Quels sont les recours juridiques pour les habitants ?
Face à une telle situation, plusieurs démarches s’offrent aux voisins affectés. D’abord, il est recommandé de tenter un dialogue direct avec le propriétaire des lieux. Si cette approche échoue, un signalement en mairie peut être effectué, car les déchets végétaux relèvent de la compétence des services d’hygiène municipaux. « La mairie peut ordonner l’évacuation des déchets sous 15 jours, faute de quoi elle peut faire procéder à leur enlèvement aux frais du propriétaire », précise Me Paul.

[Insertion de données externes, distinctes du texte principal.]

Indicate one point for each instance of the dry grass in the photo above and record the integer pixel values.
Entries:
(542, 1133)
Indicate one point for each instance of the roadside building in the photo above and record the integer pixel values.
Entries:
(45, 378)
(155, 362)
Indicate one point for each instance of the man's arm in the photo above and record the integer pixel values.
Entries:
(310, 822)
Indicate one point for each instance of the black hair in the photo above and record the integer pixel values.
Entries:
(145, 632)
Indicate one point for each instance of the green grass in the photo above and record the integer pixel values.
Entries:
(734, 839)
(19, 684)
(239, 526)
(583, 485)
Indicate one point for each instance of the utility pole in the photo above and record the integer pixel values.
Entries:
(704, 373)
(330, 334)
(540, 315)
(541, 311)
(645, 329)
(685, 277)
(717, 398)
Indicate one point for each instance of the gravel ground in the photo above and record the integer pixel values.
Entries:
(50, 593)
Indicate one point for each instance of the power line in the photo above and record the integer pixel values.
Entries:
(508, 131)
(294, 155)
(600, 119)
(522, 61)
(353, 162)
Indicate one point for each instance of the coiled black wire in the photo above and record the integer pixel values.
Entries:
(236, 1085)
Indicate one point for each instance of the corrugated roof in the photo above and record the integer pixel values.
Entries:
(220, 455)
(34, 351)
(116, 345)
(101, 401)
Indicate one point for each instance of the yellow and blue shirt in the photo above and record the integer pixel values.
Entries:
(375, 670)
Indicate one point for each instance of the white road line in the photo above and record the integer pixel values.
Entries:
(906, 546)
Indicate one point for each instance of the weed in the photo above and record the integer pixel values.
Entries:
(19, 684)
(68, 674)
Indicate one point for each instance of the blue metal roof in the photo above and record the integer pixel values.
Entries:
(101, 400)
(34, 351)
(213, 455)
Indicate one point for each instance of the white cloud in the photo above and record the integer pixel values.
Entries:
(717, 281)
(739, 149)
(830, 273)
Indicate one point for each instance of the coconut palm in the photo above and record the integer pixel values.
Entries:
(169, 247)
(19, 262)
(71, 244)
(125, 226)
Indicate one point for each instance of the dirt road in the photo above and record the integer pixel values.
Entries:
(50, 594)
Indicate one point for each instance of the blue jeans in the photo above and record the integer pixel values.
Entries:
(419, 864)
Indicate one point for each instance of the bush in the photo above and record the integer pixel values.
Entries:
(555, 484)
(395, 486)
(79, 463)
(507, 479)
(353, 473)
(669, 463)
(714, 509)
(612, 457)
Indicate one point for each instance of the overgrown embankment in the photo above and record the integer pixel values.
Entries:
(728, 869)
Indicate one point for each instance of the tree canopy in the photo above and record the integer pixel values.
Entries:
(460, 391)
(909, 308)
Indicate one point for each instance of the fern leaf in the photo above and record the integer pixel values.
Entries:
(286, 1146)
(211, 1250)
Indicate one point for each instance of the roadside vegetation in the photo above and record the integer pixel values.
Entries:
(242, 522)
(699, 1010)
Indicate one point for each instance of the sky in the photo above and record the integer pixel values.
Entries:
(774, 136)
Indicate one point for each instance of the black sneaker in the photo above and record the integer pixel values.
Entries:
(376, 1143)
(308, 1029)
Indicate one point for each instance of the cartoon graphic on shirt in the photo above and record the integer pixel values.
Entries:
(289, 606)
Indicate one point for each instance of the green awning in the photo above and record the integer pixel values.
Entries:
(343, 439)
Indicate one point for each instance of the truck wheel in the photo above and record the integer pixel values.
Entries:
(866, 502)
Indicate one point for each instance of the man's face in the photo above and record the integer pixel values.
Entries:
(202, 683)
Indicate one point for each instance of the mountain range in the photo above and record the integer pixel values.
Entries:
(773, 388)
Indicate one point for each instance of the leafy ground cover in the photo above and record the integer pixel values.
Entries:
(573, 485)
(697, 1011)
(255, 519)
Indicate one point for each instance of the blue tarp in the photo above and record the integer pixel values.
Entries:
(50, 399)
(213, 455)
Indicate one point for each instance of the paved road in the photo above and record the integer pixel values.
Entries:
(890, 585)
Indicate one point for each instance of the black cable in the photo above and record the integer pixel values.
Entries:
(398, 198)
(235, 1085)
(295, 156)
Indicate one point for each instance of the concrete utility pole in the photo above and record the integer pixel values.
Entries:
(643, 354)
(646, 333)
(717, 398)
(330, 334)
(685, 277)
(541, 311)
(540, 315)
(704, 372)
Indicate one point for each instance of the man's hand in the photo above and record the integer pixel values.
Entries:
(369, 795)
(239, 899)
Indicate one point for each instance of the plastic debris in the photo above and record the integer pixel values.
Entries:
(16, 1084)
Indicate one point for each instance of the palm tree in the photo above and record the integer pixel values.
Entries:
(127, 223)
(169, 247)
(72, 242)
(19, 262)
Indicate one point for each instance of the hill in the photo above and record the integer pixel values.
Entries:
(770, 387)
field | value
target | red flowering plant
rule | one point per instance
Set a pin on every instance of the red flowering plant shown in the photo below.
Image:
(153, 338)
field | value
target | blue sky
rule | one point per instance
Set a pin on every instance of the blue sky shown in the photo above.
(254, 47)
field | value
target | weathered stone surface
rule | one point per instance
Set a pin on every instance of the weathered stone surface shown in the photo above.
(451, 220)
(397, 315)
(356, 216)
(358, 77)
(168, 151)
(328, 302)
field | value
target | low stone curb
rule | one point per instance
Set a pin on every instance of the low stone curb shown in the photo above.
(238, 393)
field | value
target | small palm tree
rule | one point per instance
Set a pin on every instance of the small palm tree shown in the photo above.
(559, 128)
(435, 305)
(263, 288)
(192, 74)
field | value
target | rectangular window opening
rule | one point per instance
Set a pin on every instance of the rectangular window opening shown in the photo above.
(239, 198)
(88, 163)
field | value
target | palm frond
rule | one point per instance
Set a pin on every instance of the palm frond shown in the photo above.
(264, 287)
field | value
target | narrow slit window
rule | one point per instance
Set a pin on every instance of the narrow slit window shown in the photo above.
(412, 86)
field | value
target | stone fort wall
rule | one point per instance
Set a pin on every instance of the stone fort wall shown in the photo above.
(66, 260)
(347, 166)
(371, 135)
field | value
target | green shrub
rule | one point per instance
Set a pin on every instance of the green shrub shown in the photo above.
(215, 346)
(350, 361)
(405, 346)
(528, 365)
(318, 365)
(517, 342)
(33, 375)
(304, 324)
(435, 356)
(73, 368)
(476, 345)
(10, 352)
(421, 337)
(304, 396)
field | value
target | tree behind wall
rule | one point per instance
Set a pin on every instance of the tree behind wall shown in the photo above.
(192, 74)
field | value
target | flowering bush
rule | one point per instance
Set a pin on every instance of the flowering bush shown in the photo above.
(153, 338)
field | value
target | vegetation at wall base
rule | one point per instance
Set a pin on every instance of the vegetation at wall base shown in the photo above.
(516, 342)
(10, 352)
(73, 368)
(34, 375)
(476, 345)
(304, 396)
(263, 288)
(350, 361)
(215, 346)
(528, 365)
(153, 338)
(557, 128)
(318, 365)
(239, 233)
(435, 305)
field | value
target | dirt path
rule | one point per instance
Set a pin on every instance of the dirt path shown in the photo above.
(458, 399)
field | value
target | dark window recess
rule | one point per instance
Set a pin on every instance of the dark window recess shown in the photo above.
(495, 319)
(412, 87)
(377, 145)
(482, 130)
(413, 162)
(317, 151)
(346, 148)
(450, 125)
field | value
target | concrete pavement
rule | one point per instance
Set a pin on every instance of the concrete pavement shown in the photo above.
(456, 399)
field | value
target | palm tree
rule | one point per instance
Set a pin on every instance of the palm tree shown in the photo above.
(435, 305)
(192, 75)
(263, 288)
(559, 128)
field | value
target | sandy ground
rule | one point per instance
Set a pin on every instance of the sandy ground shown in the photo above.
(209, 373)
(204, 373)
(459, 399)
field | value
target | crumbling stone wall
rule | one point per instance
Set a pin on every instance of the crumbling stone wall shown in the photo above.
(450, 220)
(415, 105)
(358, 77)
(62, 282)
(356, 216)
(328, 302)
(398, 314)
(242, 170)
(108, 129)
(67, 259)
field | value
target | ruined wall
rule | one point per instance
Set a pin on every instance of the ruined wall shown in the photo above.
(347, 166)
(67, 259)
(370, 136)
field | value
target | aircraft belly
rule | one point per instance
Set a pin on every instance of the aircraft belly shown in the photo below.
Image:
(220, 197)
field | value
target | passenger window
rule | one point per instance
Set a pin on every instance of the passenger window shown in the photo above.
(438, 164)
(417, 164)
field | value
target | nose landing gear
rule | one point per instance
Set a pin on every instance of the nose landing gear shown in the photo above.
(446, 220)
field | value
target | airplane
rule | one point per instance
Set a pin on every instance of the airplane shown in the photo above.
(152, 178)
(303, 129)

En cas de refus ou d’inaction des autorités locales, une mise en demeure par lettre recommandée avec accusé de réception est une étape clé. Ce courrier doit rappeler les textes applicables et exiger le retrait des déchets sous un délai précis. Si aucune réponse n’est donnée, un recours devant le tribunal judiciaire peut être engagé sur le fondement de l’article 1240 du Code civil, relatif à la responsabilité civile.
Les preuves et les preuves : des éléments indispensables
Pour appuyer une démarche juridique, la constitution d’un dossier solide est essentielle. Cela inclut des photos datées des déchets végétaux, des témoignages de voisins ou des constats d’huissier. Me Paul recommande également de consulter les arrêtés municipaux ou préfectoraux relatifs à la gestion des déchets verts dans la commune concernée. « Ces éléments permettent de démontrer l’existence d’un trouble et la volonté de le faire cesser », souligne-t-elle.
Bref, la procédure peut sembler complexe, mais elle est encadrée par des textes clairs. Les habitants doivent agir avec méthode : d’abord une approche amiable, puis un signalement administratif, et enfin une action en justice si nécessaire. Les délais varient selon les étapes, mais une intervention rapide limite les risques de propagation ou de dégradation.
En attendant, les habitants doivent savoir que les recours existent et sont encadrés. Comme le rappelle Me Gwendoline Paul : « Le droit offre des outils pour protéger la salubrité publique. Encore faut-il les utiliser à bon escient. »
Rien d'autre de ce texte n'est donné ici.